In the framework of Euclidean quantum fields, the Yang--Mills field models electromagnetism and the other fundamental forces. It can roughly be described as a random field over a smooth Riemannian manifold modeling a Euclidean space-time. More rigorously, the Yang--Mills field is a random  connection, understood in a distributional sense, on a fiber bundle over this manifold.

Gaussian multiplicative chaos, which arise for example as scaling limits of several models of random planar maps, is a random measure on a planar domain which describes space-time at small scale in the model of Liouville quantum gravity. Thus, it is reasonable to try and define the Yang--Mills field over a Gaussian multiplicative chaos. 

Unfortunately, for a typical realisation of a Gaussian multiplicative chaos, it is extremely irregular and therefore not the measure associated with a smooth Riemannian metric: the usual construction of the Yang--Mills field fails indeed in this framework. 

We propose to adapt this construction in order to define the Yang--Mills field over a Gaussian multiplicative chaos, relying crucially on the fact that both theories, in a 2-dimensional setting, naturally belong in a framework of measured spaces rather than metric spaces. To this end, we have identified a class of loops and a distance on them such that the holonomy along these loops can be used as test functions for a distributional connection. The difficulties involved include proving that this family is rich enough that it describes entirely the connection, but small enough that it can be approximated by a subclass for which the holonomy of the Yang--Mills field can be defined naturally and then extended by continuity. The distance on the space of loops is indeed inherited from the measure on the planar domain, without relying on an underlying metric. 

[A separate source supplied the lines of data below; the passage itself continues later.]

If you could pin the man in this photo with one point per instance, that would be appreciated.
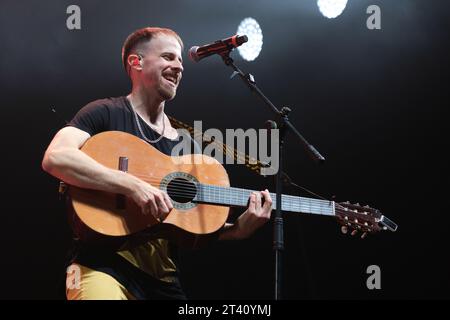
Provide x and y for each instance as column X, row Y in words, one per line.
column 152, row 59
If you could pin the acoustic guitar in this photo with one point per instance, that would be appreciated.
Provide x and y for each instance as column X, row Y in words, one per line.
column 199, row 189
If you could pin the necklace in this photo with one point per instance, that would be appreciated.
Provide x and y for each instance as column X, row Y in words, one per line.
column 140, row 128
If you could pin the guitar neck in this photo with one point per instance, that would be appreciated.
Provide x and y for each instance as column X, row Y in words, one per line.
column 237, row 197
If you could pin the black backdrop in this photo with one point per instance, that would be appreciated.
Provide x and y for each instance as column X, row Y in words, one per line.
column 372, row 101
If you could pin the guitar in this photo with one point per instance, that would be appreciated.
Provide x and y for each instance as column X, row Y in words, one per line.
column 199, row 189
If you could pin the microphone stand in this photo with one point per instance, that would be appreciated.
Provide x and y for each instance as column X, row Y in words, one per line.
column 282, row 122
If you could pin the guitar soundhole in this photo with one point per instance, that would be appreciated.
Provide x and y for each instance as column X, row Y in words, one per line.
column 181, row 190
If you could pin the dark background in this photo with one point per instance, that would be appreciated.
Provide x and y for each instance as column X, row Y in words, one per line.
column 372, row 101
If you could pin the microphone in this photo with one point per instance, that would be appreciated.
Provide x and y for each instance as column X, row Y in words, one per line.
column 197, row 53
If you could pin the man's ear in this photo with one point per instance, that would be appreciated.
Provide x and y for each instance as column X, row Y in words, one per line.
column 135, row 61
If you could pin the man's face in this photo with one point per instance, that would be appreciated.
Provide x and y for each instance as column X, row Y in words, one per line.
column 162, row 66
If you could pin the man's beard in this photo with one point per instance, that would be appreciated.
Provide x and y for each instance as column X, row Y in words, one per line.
column 167, row 94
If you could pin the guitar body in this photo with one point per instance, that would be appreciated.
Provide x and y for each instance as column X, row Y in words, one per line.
column 114, row 216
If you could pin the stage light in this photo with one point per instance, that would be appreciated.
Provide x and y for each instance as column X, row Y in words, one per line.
column 331, row 8
column 250, row 50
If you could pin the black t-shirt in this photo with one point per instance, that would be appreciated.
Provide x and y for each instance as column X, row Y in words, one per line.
column 149, row 270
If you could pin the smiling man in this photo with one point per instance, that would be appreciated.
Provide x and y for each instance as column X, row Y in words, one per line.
column 152, row 58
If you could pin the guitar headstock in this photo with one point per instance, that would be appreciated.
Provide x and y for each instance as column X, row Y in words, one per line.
column 362, row 218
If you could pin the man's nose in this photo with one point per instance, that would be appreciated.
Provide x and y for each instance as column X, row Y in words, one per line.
column 178, row 66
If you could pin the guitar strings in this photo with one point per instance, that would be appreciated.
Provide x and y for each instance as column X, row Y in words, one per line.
column 183, row 189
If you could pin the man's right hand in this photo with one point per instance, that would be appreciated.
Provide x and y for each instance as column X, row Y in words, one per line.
column 152, row 200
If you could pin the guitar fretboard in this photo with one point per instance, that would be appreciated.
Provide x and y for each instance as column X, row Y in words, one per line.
column 238, row 197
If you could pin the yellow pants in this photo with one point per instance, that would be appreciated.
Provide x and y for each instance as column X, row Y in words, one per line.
column 83, row 283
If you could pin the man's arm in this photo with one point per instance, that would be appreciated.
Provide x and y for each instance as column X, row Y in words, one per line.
column 253, row 218
column 64, row 160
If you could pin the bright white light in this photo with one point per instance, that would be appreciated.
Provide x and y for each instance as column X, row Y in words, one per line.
column 331, row 8
column 250, row 50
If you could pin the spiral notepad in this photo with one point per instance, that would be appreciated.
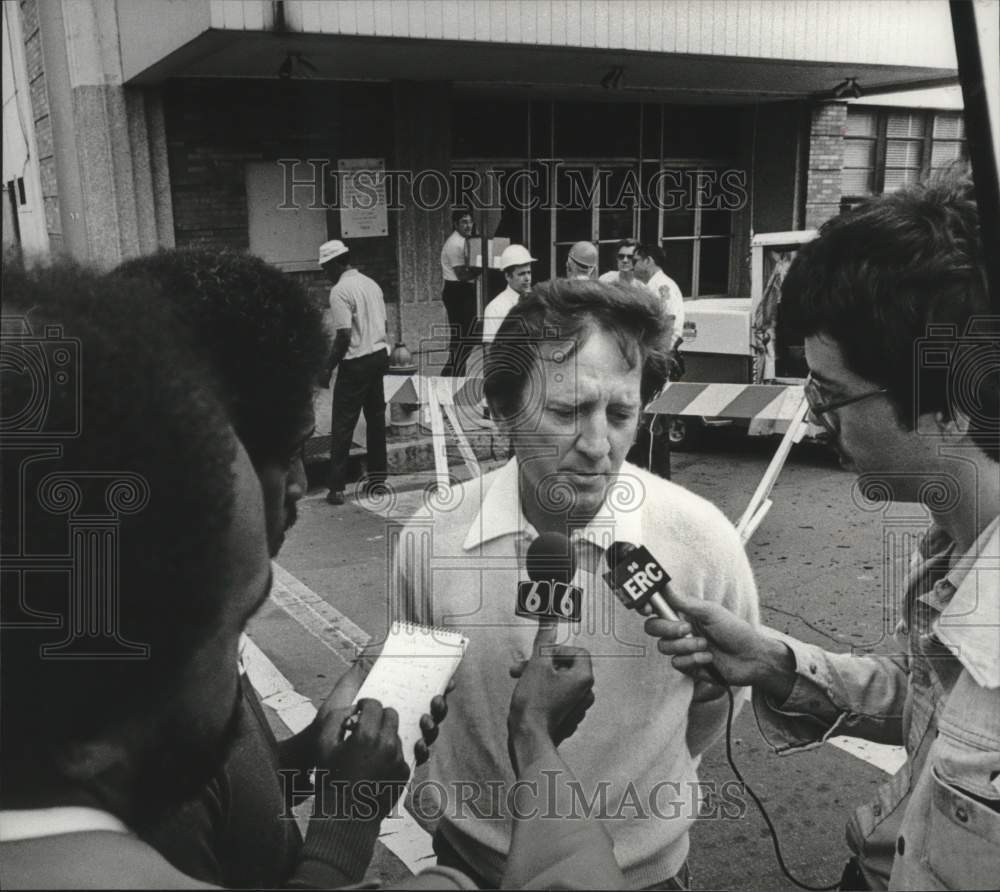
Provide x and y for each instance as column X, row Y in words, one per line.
column 414, row 666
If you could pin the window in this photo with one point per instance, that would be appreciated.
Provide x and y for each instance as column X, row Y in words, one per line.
column 696, row 237
column 886, row 149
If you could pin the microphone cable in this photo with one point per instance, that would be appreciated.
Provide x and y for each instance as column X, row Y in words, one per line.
column 759, row 804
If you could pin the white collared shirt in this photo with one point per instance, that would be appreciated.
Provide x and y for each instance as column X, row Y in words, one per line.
column 458, row 564
column 34, row 823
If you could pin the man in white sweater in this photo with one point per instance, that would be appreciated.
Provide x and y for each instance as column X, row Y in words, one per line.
column 569, row 390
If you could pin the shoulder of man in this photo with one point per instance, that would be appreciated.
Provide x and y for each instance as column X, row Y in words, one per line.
column 671, row 509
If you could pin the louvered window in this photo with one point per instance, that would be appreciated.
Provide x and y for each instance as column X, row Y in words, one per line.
column 886, row 149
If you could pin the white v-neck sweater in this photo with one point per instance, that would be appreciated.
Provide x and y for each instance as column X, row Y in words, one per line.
column 636, row 753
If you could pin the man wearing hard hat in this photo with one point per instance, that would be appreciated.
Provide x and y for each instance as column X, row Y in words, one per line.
column 516, row 265
column 581, row 263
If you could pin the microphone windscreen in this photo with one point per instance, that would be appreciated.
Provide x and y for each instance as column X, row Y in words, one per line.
column 616, row 553
column 551, row 557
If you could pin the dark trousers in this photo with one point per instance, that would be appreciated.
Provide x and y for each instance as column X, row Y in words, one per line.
column 358, row 388
column 460, row 305
column 447, row 856
column 651, row 449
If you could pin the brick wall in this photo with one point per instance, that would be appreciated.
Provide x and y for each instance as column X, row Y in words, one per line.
column 826, row 160
column 215, row 126
column 35, row 64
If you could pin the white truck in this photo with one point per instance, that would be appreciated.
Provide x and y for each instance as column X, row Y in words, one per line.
column 736, row 371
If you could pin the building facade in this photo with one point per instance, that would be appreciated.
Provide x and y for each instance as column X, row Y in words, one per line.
column 258, row 124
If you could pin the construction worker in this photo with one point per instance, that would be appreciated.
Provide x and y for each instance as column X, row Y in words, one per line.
column 515, row 262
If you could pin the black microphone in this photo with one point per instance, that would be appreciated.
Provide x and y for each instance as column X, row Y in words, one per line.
column 638, row 579
column 551, row 564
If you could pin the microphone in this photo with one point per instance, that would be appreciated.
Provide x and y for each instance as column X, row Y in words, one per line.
column 548, row 595
column 638, row 580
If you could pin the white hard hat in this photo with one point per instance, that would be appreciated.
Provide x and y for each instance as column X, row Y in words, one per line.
column 330, row 250
column 515, row 255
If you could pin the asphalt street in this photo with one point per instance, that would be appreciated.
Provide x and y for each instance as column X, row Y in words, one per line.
column 823, row 559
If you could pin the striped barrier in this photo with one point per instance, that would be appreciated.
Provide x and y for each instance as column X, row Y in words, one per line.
column 769, row 408
column 416, row 389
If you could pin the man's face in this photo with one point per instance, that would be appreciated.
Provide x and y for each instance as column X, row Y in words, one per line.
column 625, row 258
column 519, row 278
column 643, row 267
column 866, row 432
column 283, row 482
column 575, row 432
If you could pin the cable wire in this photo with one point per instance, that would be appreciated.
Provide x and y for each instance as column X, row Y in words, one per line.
column 759, row 804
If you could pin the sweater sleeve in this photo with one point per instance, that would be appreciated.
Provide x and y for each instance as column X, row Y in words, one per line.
column 737, row 591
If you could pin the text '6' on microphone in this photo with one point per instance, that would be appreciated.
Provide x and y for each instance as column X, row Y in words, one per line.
column 638, row 580
column 548, row 594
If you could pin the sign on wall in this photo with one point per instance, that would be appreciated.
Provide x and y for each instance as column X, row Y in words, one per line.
column 363, row 211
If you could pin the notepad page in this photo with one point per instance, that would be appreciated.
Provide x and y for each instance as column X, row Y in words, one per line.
column 414, row 666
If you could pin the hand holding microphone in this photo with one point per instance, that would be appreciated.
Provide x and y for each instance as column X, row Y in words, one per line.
column 553, row 693
column 554, row 689
column 711, row 643
column 641, row 583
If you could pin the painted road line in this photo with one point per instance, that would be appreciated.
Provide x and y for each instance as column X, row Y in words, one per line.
column 887, row 758
column 317, row 617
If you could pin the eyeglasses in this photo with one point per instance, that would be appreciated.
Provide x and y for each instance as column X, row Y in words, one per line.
column 822, row 411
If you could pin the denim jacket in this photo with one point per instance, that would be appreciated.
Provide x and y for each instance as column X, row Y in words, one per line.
column 936, row 823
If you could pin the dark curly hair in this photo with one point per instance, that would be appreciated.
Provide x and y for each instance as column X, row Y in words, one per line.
column 571, row 309
column 106, row 412
column 259, row 330
column 897, row 277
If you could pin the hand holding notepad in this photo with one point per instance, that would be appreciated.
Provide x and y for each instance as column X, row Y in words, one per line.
column 415, row 665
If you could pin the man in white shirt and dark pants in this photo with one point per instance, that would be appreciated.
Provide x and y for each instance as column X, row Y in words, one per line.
column 362, row 352
column 459, row 294
column 652, row 446
column 516, row 263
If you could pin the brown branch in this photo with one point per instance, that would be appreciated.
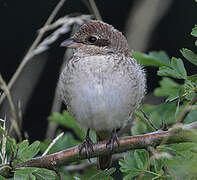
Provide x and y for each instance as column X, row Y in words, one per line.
column 15, row 121
column 187, row 110
column 95, row 10
column 179, row 133
column 30, row 53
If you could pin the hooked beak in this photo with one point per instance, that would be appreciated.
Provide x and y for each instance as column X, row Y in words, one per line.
column 72, row 43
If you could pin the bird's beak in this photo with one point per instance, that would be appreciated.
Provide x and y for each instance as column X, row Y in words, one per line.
column 72, row 43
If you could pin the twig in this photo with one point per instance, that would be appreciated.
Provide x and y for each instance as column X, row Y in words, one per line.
column 149, row 121
column 5, row 88
column 95, row 9
column 29, row 54
column 84, row 165
column 52, row 143
column 181, row 133
column 3, row 148
column 187, row 110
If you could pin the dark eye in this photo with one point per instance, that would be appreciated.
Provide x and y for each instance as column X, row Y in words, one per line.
column 92, row 39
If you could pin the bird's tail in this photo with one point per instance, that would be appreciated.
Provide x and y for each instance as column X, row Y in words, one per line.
column 104, row 161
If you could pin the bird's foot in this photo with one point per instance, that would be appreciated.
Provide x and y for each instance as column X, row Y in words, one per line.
column 113, row 138
column 87, row 144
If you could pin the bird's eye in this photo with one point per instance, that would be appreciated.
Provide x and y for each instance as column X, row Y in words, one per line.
column 92, row 39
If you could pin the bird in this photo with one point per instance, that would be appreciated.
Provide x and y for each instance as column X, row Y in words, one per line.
column 102, row 85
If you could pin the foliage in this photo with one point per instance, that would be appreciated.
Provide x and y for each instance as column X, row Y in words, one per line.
column 173, row 161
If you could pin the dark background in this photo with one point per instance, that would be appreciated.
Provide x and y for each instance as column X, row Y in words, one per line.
column 20, row 20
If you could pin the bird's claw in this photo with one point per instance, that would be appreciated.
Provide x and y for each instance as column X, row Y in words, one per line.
column 113, row 138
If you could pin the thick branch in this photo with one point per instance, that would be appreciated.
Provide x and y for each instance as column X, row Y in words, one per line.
column 179, row 133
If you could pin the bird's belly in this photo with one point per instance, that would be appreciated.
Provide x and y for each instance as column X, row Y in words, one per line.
column 101, row 105
column 101, row 93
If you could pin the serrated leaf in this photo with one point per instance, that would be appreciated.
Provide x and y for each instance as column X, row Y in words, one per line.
column 103, row 174
column 177, row 69
column 34, row 174
column 193, row 78
column 189, row 55
column 22, row 146
column 28, row 152
column 66, row 120
column 168, row 88
column 194, row 31
column 154, row 58
column 2, row 178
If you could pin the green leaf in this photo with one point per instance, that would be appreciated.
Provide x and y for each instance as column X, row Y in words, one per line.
column 194, row 31
column 177, row 69
column 34, row 174
column 192, row 78
column 64, row 142
column 189, row 55
column 168, row 88
column 154, row 58
column 24, row 174
column 2, row 178
column 103, row 174
column 66, row 120
column 141, row 158
column 27, row 152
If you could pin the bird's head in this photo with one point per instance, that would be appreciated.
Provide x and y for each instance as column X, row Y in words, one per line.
column 97, row 38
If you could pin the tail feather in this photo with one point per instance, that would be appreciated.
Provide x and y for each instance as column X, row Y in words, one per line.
column 105, row 161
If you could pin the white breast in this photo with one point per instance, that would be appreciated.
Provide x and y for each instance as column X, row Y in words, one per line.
column 102, row 91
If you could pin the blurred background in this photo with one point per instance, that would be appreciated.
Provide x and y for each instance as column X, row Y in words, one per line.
column 149, row 25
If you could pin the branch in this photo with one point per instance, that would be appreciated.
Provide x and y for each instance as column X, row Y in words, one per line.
column 187, row 109
column 29, row 54
column 179, row 133
column 15, row 121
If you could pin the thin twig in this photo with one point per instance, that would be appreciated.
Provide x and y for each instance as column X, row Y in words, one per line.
column 5, row 88
column 174, row 135
column 149, row 121
column 187, row 110
column 29, row 54
column 52, row 143
column 82, row 166
column 3, row 149
column 95, row 9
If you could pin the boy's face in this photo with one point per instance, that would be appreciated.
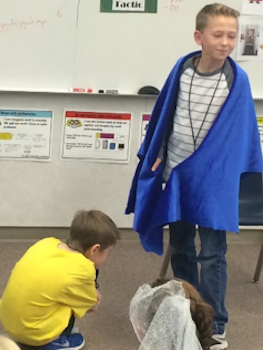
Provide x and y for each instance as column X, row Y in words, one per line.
column 218, row 39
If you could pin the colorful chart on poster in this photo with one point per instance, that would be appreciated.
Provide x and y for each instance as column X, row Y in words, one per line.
column 145, row 122
column 99, row 136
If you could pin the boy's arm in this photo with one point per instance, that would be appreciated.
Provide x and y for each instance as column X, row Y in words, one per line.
column 80, row 297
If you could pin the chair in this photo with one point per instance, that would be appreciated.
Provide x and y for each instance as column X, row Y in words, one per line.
column 251, row 209
column 250, row 214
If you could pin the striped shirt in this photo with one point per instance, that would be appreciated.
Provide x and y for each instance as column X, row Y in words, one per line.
column 204, row 85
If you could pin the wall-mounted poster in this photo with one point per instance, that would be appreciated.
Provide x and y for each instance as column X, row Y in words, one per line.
column 146, row 6
column 252, row 7
column 100, row 136
column 25, row 134
column 250, row 39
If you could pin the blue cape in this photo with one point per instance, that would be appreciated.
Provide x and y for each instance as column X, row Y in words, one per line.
column 204, row 188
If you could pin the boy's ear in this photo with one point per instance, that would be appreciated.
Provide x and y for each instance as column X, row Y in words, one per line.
column 92, row 250
column 198, row 37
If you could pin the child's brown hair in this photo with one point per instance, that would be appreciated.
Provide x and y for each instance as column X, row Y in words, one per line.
column 92, row 227
column 213, row 10
column 201, row 312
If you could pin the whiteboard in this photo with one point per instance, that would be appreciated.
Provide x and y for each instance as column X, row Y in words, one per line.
column 56, row 45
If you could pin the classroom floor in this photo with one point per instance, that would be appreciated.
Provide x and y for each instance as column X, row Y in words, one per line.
column 129, row 267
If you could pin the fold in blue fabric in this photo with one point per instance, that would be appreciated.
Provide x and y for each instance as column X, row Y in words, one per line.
column 204, row 188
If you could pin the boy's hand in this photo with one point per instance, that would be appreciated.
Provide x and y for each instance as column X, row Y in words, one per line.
column 156, row 164
column 95, row 307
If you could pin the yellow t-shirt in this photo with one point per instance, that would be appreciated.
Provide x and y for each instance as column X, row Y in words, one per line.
column 46, row 286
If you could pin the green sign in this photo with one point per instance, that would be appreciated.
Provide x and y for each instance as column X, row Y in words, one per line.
column 145, row 6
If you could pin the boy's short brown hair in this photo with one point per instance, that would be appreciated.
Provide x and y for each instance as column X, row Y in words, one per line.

The second aspect of the project would involve the study of continuity properties with respect to the measure, and approximability by discrete models. In particular, there are natural models of decorated planar maps which can be expected to converge, in the small mesh limit, toward the Yang--Mills field over a Gaussian multiplicative chaos that we would have defined in the first part of the project. We intend to find an appropriate topology for which this convergence would hold indeed.